If you find this useful, and want to use the format yourself, please do: it’s under the MIT license. If you create an implementation in another language, please let me know, and I’ll point to it.

6 Comments

  • Cool idea! But I prefer the Front Matter (http://jekyllrb.com/docs/frontmatter/) syntax used by Jekyll, wich separates a header part (with metadata) written in YAML followed by the body. The body can be any content, which is determined by the file extension.
    Also I think it's more efficient to parse, because you don't have to scan the document for the scissor pattern.

  • Well, you have to scan the document for the triple dash pattern, so that's pretty much the same, no?

  • Other problems I see with Front Matter are:

    * their separator can be confused with a Markdown header: a standard Markdown parser will interpret the last line of YAML as a header, resulting in a funny-looking document, when viewing the file on Github for example.
    * It pretends to be a format but is different from what it pretends to be: putting YAML in front of an HTML document does not give a valid HTML document.

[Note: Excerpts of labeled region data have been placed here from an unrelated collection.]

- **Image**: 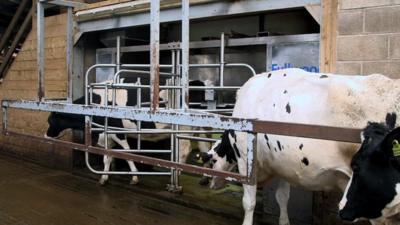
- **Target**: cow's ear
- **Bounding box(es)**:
[382,127,400,158]
[386,112,397,130]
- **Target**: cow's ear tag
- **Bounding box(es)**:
[392,139,400,157]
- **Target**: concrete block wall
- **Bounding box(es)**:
[0,14,71,168]
[336,0,400,78]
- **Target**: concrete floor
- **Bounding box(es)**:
[0,156,241,225]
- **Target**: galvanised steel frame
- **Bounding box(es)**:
[2,0,360,192]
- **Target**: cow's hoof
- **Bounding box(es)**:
[199,177,210,186]
[129,177,139,185]
[99,178,108,186]
[279,219,290,225]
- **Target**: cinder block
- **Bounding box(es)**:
[389,34,400,59]
[337,35,388,61]
[336,62,361,75]
[339,0,393,9]
[44,59,66,70]
[338,10,364,35]
[363,60,400,79]
[45,69,67,81]
[45,24,67,38]
[365,6,400,33]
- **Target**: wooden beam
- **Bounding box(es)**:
[320,0,338,73]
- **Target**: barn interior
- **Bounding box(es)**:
[0,0,400,225]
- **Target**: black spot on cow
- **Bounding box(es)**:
[214,130,240,163]
[267,141,272,150]
[229,130,236,142]
[264,134,269,141]
[233,143,240,158]
[301,157,310,166]
[286,103,291,113]
[276,141,283,151]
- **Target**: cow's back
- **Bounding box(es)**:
[233,69,399,190]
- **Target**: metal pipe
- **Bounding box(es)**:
[113,69,176,83]
[136,77,142,149]
[66,7,74,102]
[246,133,257,184]
[176,135,219,142]
[181,0,190,109]
[102,149,171,154]
[6,131,253,183]
[104,86,108,150]
[219,32,225,87]
[90,83,241,90]
[150,0,160,112]
[0,8,33,77]
[85,151,171,176]
[36,1,45,102]
[189,63,257,76]
[116,35,121,72]
[1,107,7,134]
[92,127,224,134]
[121,64,172,68]
[85,64,117,105]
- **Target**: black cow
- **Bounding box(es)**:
[45,80,208,184]
[339,113,400,225]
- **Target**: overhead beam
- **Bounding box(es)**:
[0,0,30,52]
[40,0,86,7]
[306,4,322,25]
[76,0,321,33]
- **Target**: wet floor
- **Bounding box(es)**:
[0,156,241,225]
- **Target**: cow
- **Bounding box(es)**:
[339,114,400,225]
[202,69,400,225]
[45,80,209,185]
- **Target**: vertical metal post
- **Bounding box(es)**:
[136,77,142,149]
[111,36,121,107]
[104,84,108,150]
[181,0,189,109]
[219,32,225,87]
[66,7,74,102]
[246,133,257,184]
[174,50,182,109]
[150,0,160,112]
[2,107,7,134]
[36,1,45,101]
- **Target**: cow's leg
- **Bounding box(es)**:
[179,140,192,163]
[242,184,257,225]
[110,134,139,184]
[275,180,290,225]
[99,155,113,185]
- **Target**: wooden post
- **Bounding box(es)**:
[320,0,338,73]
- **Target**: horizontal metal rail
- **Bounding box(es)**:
[2,100,361,143]
[176,135,218,142]
[4,131,250,184]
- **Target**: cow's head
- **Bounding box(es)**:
[202,130,237,189]
[45,112,85,138]
[339,114,400,221]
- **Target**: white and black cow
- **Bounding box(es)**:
[203,69,400,225]
[339,114,400,225]
[45,80,209,184]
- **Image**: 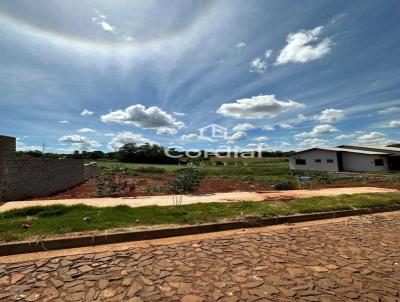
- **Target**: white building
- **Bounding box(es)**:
[289,145,400,172]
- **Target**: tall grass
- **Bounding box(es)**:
[0,193,400,241]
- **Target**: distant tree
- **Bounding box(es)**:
[117,143,178,164]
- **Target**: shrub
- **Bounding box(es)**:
[135,166,165,173]
[145,184,165,194]
[96,167,127,196]
[168,166,204,194]
[274,180,296,190]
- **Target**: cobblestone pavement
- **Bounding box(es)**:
[0,213,400,302]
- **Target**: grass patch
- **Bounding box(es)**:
[0,193,400,241]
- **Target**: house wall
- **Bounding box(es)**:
[343,152,389,172]
[289,150,339,172]
[0,136,95,201]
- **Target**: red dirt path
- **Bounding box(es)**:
[38,174,400,199]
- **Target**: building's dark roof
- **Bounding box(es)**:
[292,147,390,155]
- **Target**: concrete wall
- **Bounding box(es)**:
[343,152,389,172]
[0,136,93,201]
[289,150,389,172]
[289,150,339,172]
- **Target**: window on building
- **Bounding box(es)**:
[296,158,306,165]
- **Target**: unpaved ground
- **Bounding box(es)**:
[0,213,400,302]
[36,174,272,199]
[0,187,397,212]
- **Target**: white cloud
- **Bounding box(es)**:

    But thanks for the pointer.

  • Not entirely, because you have to scan only for the first three characters in a Stream and decide if its a Front Matter file or a "normal" Markdown/HTML/CSS/... file.
    I second your other concerns, altough GitHub supports Front Matter (which is no wonder, because Jekyll is used for GitHub pages): https://github.com/jekyll/jekyll/blob/gh-pages/_posts/2015-01-20-jekyll-meet-and-greet.markdown

  • And I don't even have to open the file in order to determine that it's multipart: I can just look at the double extension. I was talking about the second set of dashes: you still have to parse for that. Parsing such simple separators is negligible anyway when compared to the parsing of the YAML and the Markdown.

  • Oh, my bad! I've overlooked the part with the double extensions completely.

Comments have been disabled for this content.